Copper/zirconia catalysts for the synthesis of methanol from carbon dioxide: Influence of preparation variables on structural and catalytic properties of catalysts

Abstract

The effect of the preparation method on the catalytic behaviour of copper/zirconia catalysts for the synthesis of methanol from carbon dioxide has been investigated. Conventional precipitation, ion exchange and impregnation methods have been used in addition to the methods of deposition precipitation and co-precipitation in the presence of reducing agents. Precipitation reactions at constant pH were found to be an interesting route for the preparation of highly active and selective Cu/ZrO 2 catalysts. Efficient catalysts were found to consist of microcrystalline copper particles which are stabilised through interaction with an amorphous zirconia matrix, resulting in a high interfacial area.
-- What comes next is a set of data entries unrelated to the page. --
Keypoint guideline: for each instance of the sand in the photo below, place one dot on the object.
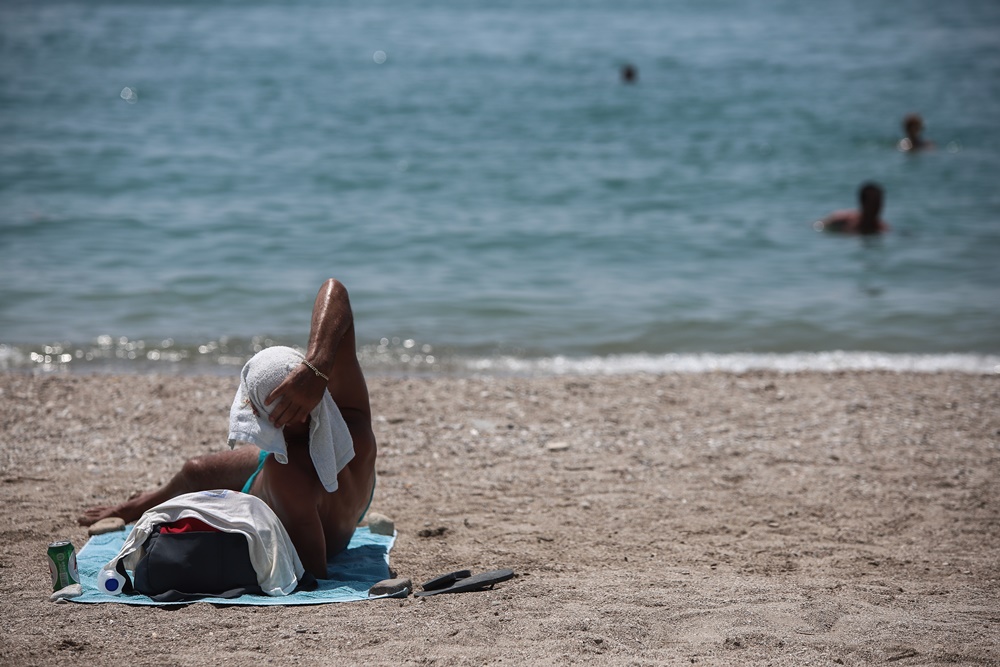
(714, 519)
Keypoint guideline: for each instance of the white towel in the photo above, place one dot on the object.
(330, 444)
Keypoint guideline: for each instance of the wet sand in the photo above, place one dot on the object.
(760, 518)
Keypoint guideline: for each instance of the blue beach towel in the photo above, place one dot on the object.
(350, 574)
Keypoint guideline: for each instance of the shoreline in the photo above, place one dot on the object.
(760, 518)
(399, 362)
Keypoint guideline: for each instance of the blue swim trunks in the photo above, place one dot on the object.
(262, 457)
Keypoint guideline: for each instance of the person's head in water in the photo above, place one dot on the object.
(913, 126)
(870, 197)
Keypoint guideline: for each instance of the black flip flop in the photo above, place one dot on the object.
(446, 580)
(476, 582)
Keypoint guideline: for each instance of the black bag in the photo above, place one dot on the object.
(181, 567)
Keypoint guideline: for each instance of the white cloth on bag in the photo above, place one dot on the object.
(272, 553)
(330, 444)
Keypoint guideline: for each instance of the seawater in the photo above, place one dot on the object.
(176, 179)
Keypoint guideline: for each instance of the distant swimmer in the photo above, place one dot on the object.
(865, 220)
(913, 125)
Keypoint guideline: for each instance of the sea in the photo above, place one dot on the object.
(177, 178)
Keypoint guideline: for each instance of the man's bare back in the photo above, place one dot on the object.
(319, 523)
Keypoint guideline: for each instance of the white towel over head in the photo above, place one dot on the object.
(330, 444)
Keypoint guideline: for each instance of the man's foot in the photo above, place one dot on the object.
(95, 514)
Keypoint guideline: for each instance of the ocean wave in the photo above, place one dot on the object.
(226, 357)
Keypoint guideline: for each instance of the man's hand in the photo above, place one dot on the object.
(296, 397)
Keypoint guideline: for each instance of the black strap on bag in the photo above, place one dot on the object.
(183, 567)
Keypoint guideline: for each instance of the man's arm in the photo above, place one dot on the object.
(332, 352)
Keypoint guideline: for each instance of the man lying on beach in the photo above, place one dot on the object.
(283, 407)
(864, 220)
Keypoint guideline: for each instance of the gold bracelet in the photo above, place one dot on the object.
(316, 370)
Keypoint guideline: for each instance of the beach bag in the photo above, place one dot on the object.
(215, 543)
(187, 566)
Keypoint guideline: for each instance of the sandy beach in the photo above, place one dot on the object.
(716, 519)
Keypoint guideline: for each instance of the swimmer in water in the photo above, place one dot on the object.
(913, 125)
(864, 220)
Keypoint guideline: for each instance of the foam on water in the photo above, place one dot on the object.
(405, 358)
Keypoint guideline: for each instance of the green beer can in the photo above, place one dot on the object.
(62, 564)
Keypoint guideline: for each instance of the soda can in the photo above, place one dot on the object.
(62, 564)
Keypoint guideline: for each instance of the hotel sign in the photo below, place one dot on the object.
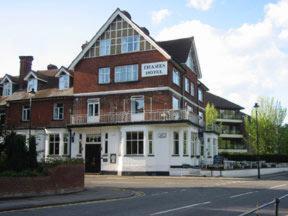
(154, 69)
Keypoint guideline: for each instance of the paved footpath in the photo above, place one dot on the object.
(176, 196)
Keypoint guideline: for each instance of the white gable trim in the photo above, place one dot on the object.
(104, 27)
(32, 73)
(6, 77)
(62, 70)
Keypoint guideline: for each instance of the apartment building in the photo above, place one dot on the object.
(231, 120)
(127, 104)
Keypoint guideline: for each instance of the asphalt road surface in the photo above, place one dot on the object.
(177, 196)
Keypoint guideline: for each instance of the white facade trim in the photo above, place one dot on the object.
(127, 91)
(104, 27)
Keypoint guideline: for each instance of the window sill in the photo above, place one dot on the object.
(133, 155)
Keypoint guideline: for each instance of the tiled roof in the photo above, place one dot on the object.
(220, 102)
(179, 49)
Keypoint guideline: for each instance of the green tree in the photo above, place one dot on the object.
(270, 119)
(211, 114)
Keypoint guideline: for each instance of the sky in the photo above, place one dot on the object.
(242, 44)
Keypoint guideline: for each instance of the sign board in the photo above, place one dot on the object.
(154, 69)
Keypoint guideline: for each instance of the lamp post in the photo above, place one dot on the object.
(256, 106)
(31, 94)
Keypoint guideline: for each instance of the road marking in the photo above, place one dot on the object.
(180, 208)
(243, 194)
(277, 186)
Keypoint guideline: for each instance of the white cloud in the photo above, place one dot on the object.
(242, 63)
(200, 4)
(160, 15)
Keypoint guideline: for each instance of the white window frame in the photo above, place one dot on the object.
(104, 75)
(130, 43)
(7, 89)
(192, 89)
(58, 111)
(200, 95)
(176, 146)
(54, 143)
(187, 89)
(126, 73)
(176, 77)
(174, 99)
(32, 84)
(136, 141)
(104, 47)
(64, 81)
(26, 113)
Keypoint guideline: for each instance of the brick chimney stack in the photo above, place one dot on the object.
(25, 68)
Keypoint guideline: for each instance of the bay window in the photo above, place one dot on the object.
(134, 142)
(126, 73)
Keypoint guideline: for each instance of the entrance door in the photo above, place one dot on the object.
(93, 158)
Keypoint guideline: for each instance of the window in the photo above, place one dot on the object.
(105, 47)
(176, 77)
(32, 84)
(187, 85)
(7, 89)
(150, 143)
(93, 107)
(175, 143)
(104, 75)
(58, 111)
(192, 89)
(200, 95)
(64, 81)
(185, 146)
(106, 144)
(194, 139)
(126, 73)
(65, 144)
(130, 43)
(137, 104)
(54, 141)
(134, 143)
(26, 113)
(80, 147)
(175, 103)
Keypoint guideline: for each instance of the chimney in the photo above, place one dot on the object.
(25, 68)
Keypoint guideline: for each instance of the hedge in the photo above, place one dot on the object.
(269, 158)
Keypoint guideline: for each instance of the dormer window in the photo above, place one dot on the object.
(7, 89)
(32, 84)
(64, 81)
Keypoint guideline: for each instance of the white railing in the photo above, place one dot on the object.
(126, 117)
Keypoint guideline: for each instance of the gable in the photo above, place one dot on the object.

The determination of the copper surface area by nitrous oxide titration revealed that the methanol synthesis activity did not exhibit a general correlation with the specific copper surface area of the catalysts; such a correlation is found only within families of similarly prepared catalysts. The influence of the residence time on the relative selectivity γ (CH 3OH/CO ) was investigated in the temperature range 473 to 533 K at a pressure of 1.7 MPa. The results indicated that methanol and desorbing carbon monoxide are probably formed from carbon dioxide via parallel reaction pathways. The activation energies calculated from these results were E A = 47.9±1.4 kJ mol −1 for the methanol synthesis reaction and E A = 93.2±2.9 kJ mol −1 for carbon monoxide formation.